Longe vão os tempos do Empire. Durante 45 anos a Grã-Bretanha gozou de boa acolhida na União Europeia, mas o círculo áulico que rodeia e mistura-se com a família real cansou-se, afinal, de ter de lidar com a hegemonia franco-alemã, e já sonha com recuperar a grandeza perdida. Por isso manipulou e instrumentalizou o próprio povo, até conseguir o Brexit. E agora já sonha com voltar a navegar triunfante por pelo menos quatro dos sete mares que se habituaram a infernizar.
O Ministério da Defesa do Reino Unido (ing. UKDM) publicou nessa segunda-feira seu informe “Defensa numa era competitiva” (ing., aqui), que se incorpora ao “Livro Branco da Defesa”, divulgado há dez dias.
Ainda no sábado, o mesmo ministério distribuiu informe sobre a formação de uma força-tarefa para combater “o terrorismo russo”. Aconteceu poucos dias depois de se conhecer o informe de DeclassifiedUK.com sobre a intervenção da Grã-Bretanha no golpe de Estado na Bolívia, em novembro de 2019 e um mês depois de que a mesma ONG denunciasse o papel do Príncipe Charles como negociante de armas a serviço das sanguinárias monarquias da Península Árabe. A vovozinha é bem atrevida, sim, mas não se sabe com que meios. O que se sabe é que, se algo dá errado, o filho dela, também ancião, do outro lado do Atlântico, terá de socorrê-la.
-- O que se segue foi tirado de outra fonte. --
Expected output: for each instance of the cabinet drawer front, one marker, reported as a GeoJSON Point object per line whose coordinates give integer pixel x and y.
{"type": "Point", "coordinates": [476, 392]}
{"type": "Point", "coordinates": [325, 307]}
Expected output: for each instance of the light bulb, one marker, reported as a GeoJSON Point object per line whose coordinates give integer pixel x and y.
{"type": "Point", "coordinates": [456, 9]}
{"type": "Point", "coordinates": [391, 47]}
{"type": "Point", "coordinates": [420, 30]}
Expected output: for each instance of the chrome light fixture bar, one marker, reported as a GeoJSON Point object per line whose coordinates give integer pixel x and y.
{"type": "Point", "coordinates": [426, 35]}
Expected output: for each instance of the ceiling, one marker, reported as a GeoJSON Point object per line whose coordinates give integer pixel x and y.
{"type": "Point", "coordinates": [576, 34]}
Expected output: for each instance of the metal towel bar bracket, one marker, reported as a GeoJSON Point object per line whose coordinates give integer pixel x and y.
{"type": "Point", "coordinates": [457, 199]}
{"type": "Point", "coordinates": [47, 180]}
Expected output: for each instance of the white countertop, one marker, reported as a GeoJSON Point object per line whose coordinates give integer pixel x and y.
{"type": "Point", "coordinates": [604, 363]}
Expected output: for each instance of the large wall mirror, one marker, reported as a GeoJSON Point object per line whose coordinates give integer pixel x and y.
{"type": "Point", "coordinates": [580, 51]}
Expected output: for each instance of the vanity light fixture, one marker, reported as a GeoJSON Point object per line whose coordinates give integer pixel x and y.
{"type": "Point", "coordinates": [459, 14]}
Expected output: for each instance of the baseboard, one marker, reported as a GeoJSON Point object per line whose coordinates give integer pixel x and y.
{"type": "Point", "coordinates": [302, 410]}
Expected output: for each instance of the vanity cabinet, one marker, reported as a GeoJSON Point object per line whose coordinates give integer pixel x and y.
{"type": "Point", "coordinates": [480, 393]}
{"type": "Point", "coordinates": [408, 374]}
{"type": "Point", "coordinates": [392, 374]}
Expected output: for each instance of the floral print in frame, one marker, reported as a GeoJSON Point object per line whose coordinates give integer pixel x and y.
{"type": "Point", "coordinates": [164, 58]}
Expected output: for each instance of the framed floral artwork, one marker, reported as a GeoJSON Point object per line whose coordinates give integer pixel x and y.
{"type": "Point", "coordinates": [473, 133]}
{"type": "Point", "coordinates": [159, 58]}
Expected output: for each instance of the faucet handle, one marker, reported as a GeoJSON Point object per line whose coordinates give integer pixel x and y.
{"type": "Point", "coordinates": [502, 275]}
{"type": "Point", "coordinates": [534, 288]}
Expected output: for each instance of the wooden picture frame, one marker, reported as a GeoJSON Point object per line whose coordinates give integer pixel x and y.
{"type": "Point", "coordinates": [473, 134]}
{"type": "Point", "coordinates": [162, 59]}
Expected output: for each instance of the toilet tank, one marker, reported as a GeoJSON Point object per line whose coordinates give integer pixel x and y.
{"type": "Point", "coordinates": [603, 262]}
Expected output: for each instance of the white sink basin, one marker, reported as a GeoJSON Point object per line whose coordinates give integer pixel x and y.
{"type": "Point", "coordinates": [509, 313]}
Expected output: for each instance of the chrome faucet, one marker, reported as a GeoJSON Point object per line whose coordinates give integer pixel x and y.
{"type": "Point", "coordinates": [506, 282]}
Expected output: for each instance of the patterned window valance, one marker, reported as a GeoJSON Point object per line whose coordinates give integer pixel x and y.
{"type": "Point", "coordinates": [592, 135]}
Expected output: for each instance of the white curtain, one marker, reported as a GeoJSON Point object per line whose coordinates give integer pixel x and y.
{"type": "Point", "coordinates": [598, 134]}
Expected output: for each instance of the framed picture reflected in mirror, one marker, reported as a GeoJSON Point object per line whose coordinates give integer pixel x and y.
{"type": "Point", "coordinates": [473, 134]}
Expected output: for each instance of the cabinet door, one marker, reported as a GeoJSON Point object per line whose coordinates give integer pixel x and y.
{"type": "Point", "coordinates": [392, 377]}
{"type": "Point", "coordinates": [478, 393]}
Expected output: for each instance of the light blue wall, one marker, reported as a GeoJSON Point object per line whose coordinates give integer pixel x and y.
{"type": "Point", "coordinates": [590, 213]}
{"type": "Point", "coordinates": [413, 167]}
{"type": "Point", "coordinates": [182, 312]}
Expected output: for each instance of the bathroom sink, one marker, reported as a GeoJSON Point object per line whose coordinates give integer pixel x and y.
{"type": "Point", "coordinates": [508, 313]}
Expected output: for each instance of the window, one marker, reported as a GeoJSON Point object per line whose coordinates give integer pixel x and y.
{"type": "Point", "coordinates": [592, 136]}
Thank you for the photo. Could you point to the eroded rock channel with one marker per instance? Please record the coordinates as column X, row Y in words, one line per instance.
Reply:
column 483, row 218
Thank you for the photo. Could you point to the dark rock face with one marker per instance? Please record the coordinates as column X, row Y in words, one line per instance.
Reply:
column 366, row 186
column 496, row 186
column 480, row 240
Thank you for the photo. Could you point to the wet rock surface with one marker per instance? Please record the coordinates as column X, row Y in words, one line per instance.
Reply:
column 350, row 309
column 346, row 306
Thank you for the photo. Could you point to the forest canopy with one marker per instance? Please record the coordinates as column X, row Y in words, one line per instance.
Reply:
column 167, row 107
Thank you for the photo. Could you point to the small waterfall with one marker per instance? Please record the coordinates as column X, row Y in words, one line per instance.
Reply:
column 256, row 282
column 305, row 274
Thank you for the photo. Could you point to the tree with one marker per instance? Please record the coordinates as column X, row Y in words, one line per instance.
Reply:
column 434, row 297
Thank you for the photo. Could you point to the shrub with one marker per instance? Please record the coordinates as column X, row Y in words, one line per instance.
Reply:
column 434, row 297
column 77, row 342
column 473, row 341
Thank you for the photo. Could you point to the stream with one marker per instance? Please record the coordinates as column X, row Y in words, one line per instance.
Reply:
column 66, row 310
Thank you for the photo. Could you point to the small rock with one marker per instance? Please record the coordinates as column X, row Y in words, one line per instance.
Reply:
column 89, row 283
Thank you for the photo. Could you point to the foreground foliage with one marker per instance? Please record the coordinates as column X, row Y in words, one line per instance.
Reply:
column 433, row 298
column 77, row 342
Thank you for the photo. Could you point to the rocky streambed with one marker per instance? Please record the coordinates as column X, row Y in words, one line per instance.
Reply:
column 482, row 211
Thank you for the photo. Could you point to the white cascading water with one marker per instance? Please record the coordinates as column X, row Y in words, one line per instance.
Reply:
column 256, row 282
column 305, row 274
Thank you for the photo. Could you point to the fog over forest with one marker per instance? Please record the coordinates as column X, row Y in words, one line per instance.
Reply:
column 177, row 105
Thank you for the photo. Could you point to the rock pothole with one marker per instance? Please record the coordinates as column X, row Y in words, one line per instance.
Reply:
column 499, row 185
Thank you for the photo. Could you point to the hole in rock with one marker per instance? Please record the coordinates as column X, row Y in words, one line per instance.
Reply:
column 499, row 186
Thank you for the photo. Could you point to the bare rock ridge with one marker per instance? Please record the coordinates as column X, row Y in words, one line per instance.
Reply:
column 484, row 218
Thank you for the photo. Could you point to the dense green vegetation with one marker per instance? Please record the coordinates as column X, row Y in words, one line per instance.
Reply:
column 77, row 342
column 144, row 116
Na estratégia para a modernização das Forças Armadas que veio a público na 2ª-feira, 22 de março, o governo britânico qualificou a Rússia como “a maior ameaça nuclear e militar convencional” contra a segurança da Europa, e formulou seu desejo de que a referida modernização dê a Londres a oportunidade para intensificar sua presença no Ártico, assim como nos mares Negro e Báltico. “A modernização das Forças Armadas russas, a capacidade para integrar toda a atividade estatal e mais apetite por riscos, fazem da Rússia ator capaz e imprevisível” – como se lê no documento Defence in a competitive age.
Como resposta a essa ‘ameaça’, propõe-se, no documento, que
“grandes investimentos numa nova geração de fragatas-de-guerra antissubmarinos e enfoque na interoperabilidade profunda com aliados como EUA, França, Noruega e Países Baixos permitam ao Reino Unido conservar seu papel histórico (…) para garantir nossa liberdade para operar no Atlântico Norte e reforçar os aliados europeus”.
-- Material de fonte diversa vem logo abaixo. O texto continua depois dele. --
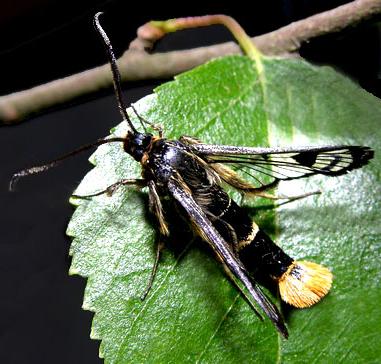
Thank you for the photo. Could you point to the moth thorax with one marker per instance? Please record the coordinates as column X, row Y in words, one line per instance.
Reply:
column 304, row 283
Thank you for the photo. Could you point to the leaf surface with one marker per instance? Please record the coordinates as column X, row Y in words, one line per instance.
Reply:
column 193, row 314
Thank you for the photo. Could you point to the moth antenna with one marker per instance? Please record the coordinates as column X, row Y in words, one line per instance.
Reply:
column 304, row 283
column 56, row 162
column 116, row 79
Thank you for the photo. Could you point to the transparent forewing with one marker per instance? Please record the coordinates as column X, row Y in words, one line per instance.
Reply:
column 287, row 163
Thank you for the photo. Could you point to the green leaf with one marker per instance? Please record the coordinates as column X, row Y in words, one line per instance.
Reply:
column 193, row 313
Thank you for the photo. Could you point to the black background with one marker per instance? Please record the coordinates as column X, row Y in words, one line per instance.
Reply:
column 41, row 320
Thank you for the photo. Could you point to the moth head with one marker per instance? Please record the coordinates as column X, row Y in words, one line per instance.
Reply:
column 304, row 283
column 136, row 144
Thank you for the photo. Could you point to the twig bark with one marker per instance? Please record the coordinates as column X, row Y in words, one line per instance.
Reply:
column 136, row 64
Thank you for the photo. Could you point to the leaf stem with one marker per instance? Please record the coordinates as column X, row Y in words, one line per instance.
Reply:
column 172, row 25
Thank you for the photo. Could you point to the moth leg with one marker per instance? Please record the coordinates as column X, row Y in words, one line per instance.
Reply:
column 156, row 127
column 159, row 248
column 157, row 209
column 189, row 140
column 242, row 291
column 112, row 188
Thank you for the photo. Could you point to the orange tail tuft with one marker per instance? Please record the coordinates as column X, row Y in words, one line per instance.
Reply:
column 304, row 283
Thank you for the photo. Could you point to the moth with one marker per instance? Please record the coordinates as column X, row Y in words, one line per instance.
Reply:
column 192, row 175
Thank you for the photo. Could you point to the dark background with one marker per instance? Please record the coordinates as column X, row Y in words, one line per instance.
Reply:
column 41, row 320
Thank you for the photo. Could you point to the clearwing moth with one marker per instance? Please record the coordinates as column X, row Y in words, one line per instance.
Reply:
column 192, row 175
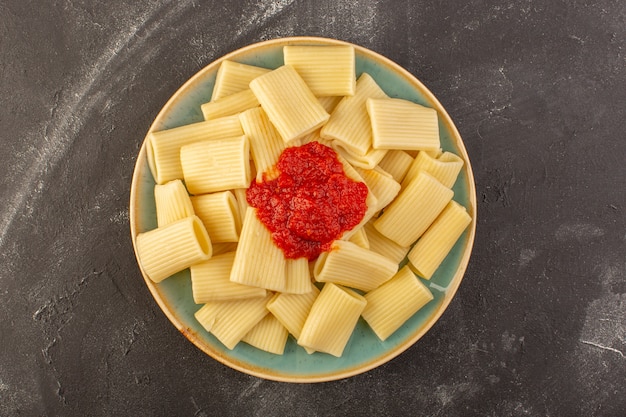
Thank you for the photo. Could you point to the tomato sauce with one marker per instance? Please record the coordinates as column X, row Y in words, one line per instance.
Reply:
column 307, row 201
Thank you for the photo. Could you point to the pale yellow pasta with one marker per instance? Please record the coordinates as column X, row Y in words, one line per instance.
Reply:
column 216, row 165
column 349, row 122
column 163, row 147
column 242, row 202
column 229, row 105
column 383, row 245
column 402, row 124
column 444, row 168
column 258, row 261
column 381, row 184
column 230, row 321
column 329, row 102
column 353, row 266
column 268, row 335
column 359, row 238
column 393, row 303
column 289, row 103
column 367, row 161
column 415, row 208
column 327, row 70
column 167, row 250
column 172, row 202
column 438, row 240
column 266, row 144
column 220, row 214
column 332, row 319
column 297, row 276
column 397, row 163
column 210, row 281
column 293, row 309
column 233, row 77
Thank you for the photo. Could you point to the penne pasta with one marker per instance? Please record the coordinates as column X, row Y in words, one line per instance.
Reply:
column 353, row 266
column 416, row 207
column 289, row 103
column 266, row 144
column 332, row 319
column 438, row 240
column 230, row 321
column 167, row 250
column 172, row 202
column 445, row 168
column 163, row 147
column 258, row 261
column 268, row 335
column 349, row 122
column 229, row 105
column 233, row 77
column 327, row 70
column 219, row 213
column 397, row 163
column 216, row 165
column 393, row 303
column 210, row 281
column 402, row 124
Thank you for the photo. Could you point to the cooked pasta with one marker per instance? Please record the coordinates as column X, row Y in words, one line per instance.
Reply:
column 289, row 103
column 332, row 319
column 167, row 250
column 327, row 70
column 416, row 207
column 393, row 303
column 172, row 202
column 216, row 165
column 220, row 214
column 210, row 281
column 438, row 240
Nesse sentido, Londres tem a intenção de fortalecer laços com Ucrânia, Grécia, Turquia, Bulgária e Romênia para “garantir a liberdade de navegação e segurança” no Mar Negro. Além disso, também planeja aumentar sua presença militar na África, bem como nos oceanos Índico e Pacífico.
Entretanto, em consonância com o novo/velho conceito, no sábado, 20 de março, o general Sir Mark Carleton-Smith, chefe do estado-maior do Exército britânico, anunciou a constituição de uma nova força de operação conjunta, que reúne as forças especiais do Exército (ing. SAS) e o Serviço Secreto de Inteligência (ing. SIS, mais conhecido como MI6), para “combater as intervenções russas em todo o mundo”. Sim, sim, você leu bem: combater intervenções RUSSAS.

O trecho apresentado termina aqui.